The effect of foot and mouth - and more particularly, the negative publicity about the countryside that accompanied it - was devastating. Until then, it had looked like being a good year. "But when foot and mouth hit, it absolutely stopped everything," says Ruth.

The B&B side of the business dried up almost completely: Ruth had to work hard to ensure regular customers who had already booked stays in the cottages went ahead with their holidays.

Fortunately, she had built up a broad and loyal customer base of regular visitors, and she managed to persuade them they would be welcomed in the countryside and would not be blamed by locals for helping to spread foot and mouth. It wasn't always easy.

"I took phone calls from people quite nervous about their holidays," says Ruth. "People would say 'will we be ostracised from the village pub?' and I would say 'No! You will be welcomed with open arms!'" But in the end it paid off and business is now, at last, beginning to pick up again.

That seems to be generally the case, according to Joanna Royle of the Yorkshire Tourist Board. It has been a dreadful year - but at the end of it there are signs that in the tourist sector, as well as in farming, things are at last beginning to take a turn for the better.

There are many small businesses, particularly in remote areas, that feel they have been neglected and some have gone under. But since October there have been signs of improved bookings - possibly, Joanna says, because post September 11 people who might have gone abroad are opting for short, country breaks instead.

Even so, the boost provided by the Prince of Wales's visit is much needed - and his support for rural pubs is particularly welcome.

The new Pub Is The Hub guide aims to encourage rural landlords to diversify so their pub really does become the heart of the local community.

Operating village shops, post offices and even dry-cleaning services are all being suggested and, hopefully if the idea takes off, it could help more of our country pubs to survive.

"Rural pubs are going through a hard time, and for a number of reasons," says Mark Hastings of the British Beer and Pub Association, which helped compile the guide.
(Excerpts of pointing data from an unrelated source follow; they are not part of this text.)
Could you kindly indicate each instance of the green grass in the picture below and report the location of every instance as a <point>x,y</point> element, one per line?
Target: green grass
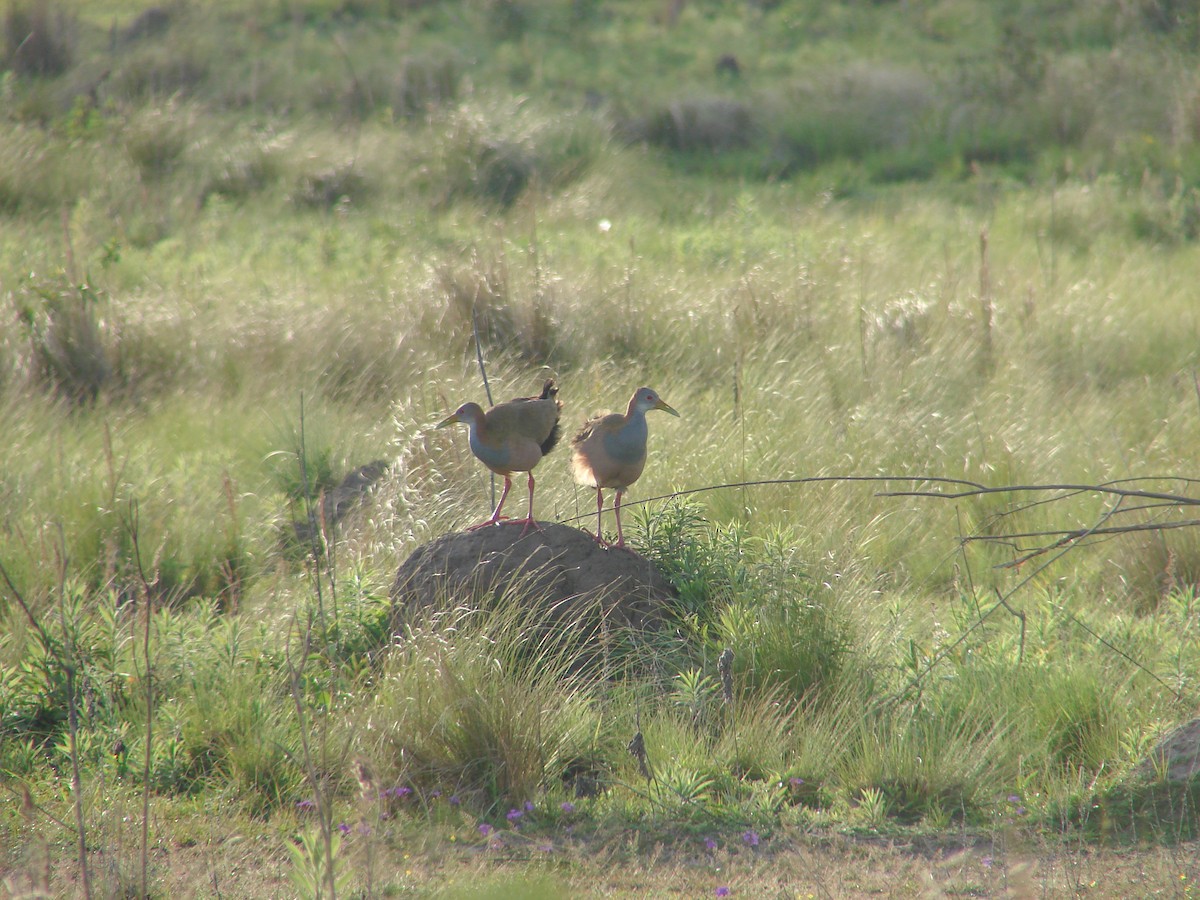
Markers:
<point>251,251</point>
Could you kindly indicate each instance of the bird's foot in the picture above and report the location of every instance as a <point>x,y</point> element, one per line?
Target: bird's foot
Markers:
<point>487,523</point>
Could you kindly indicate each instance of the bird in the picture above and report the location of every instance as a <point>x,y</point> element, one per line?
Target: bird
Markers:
<point>513,437</point>
<point>610,451</point>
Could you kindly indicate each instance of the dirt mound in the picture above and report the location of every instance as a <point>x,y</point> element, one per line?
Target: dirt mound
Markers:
<point>558,568</point>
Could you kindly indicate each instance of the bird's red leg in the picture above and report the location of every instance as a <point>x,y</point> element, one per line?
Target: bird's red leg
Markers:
<point>599,537</point>
<point>496,515</point>
<point>529,521</point>
<point>616,509</point>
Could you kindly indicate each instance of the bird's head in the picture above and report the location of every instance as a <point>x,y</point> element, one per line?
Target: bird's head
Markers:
<point>647,400</point>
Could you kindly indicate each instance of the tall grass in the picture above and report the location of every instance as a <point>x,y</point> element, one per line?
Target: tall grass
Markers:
<point>202,250</point>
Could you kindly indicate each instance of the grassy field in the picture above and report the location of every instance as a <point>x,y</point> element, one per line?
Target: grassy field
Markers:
<point>873,252</point>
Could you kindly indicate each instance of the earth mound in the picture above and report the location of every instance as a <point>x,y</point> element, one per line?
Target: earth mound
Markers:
<point>559,569</point>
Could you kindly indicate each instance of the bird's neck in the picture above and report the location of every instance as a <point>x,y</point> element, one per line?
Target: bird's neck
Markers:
<point>628,443</point>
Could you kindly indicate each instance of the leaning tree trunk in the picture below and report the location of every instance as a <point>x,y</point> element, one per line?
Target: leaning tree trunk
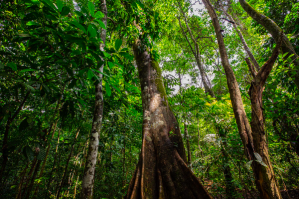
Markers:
<point>89,171</point>
<point>263,174</point>
<point>265,181</point>
<point>162,171</point>
<point>186,135</point>
<point>196,53</point>
<point>275,31</point>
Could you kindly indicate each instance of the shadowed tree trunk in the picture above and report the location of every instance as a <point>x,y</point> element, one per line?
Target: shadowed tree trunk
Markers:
<point>265,174</point>
<point>186,135</point>
<point>275,31</point>
<point>5,150</point>
<point>89,171</point>
<point>196,53</point>
<point>246,48</point>
<point>162,171</point>
<point>67,164</point>
<point>255,146</point>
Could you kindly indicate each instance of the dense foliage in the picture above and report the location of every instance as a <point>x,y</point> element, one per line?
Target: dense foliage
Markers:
<point>49,64</point>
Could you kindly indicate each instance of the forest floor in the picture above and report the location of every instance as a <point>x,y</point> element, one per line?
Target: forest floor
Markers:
<point>291,194</point>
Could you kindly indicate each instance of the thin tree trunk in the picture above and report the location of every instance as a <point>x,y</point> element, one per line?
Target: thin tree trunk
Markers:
<point>28,177</point>
<point>201,152</point>
<point>265,180</point>
<point>262,174</point>
<point>246,48</point>
<point>53,132</point>
<point>21,182</point>
<point>89,171</point>
<point>186,135</point>
<point>230,187</point>
<point>196,53</point>
<point>67,164</point>
<point>5,138</point>
<point>33,179</point>
<point>162,171</point>
<point>55,158</point>
<point>275,31</point>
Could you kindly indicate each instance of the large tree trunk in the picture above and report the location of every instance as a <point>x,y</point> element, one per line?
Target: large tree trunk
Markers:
<point>89,171</point>
<point>265,180</point>
<point>264,175</point>
<point>275,31</point>
<point>162,171</point>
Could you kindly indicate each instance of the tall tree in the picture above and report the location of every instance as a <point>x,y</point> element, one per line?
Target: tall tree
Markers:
<point>254,142</point>
<point>275,31</point>
<point>162,171</point>
<point>91,159</point>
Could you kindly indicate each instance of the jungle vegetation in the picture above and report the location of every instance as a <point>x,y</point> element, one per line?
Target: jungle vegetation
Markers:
<point>149,99</point>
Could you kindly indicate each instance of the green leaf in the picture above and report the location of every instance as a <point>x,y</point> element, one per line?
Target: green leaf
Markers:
<point>24,125</point>
<point>118,44</point>
<point>26,70</point>
<point>91,8</point>
<point>126,55</point>
<point>32,23</point>
<point>59,5</point>
<point>73,83</point>
<point>49,4</point>
<point>83,103</point>
<point>248,164</point>
<point>92,31</point>
<point>42,153</point>
<point>257,156</point>
<point>12,66</point>
<point>106,54</point>
<point>90,74</point>
<point>78,25</point>
<point>110,64</point>
<point>65,11</point>
<point>100,72</point>
<point>101,24</point>
<point>28,153</point>
<point>108,91</point>
<point>99,14</point>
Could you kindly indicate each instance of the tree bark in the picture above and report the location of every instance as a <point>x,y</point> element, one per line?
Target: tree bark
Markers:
<point>186,135</point>
<point>196,52</point>
<point>162,171</point>
<point>89,171</point>
<point>21,181</point>
<point>67,164</point>
<point>265,180</point>
<point>37,167</point>
<point>246,48</point>
<point>263,175</point>
<point>5,138</point>
<point>275,31</point>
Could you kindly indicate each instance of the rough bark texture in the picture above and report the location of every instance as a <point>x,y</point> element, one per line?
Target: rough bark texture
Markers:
<point>67,164</point>
<point>246,48</point>
<point>235,95</point>
<point>275,31</point>
<point>89,171</point>
<point>196,52</point>
<point>162,171</point>
<point>186,135</point>
<point>5,150</point>
<point>264,175</point>
<point>265,179</point>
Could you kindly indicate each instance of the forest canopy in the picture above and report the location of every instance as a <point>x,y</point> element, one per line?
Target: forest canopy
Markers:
<point>158,99</point>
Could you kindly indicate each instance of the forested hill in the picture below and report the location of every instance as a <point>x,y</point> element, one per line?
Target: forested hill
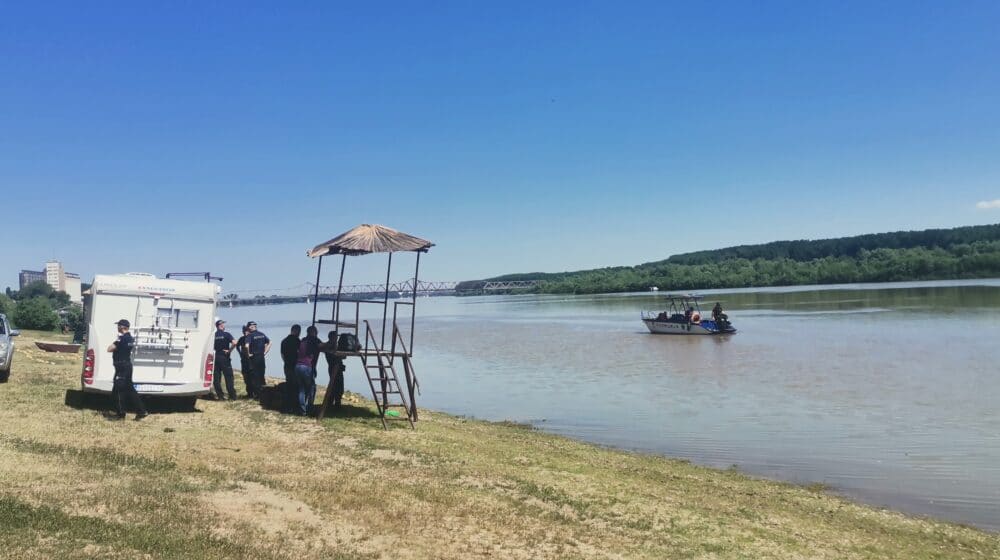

"But the key thing is that, now banks and post offices have closed, they are one of the few remaining services left in the villages. So there is an opportunity for the pubs to develop these local services."

It makes sound sense. After all, what better place can you think of to wash your smalls and do your weekly shop than down your local?

With such ingenuity around, don't write off the rural economy yet.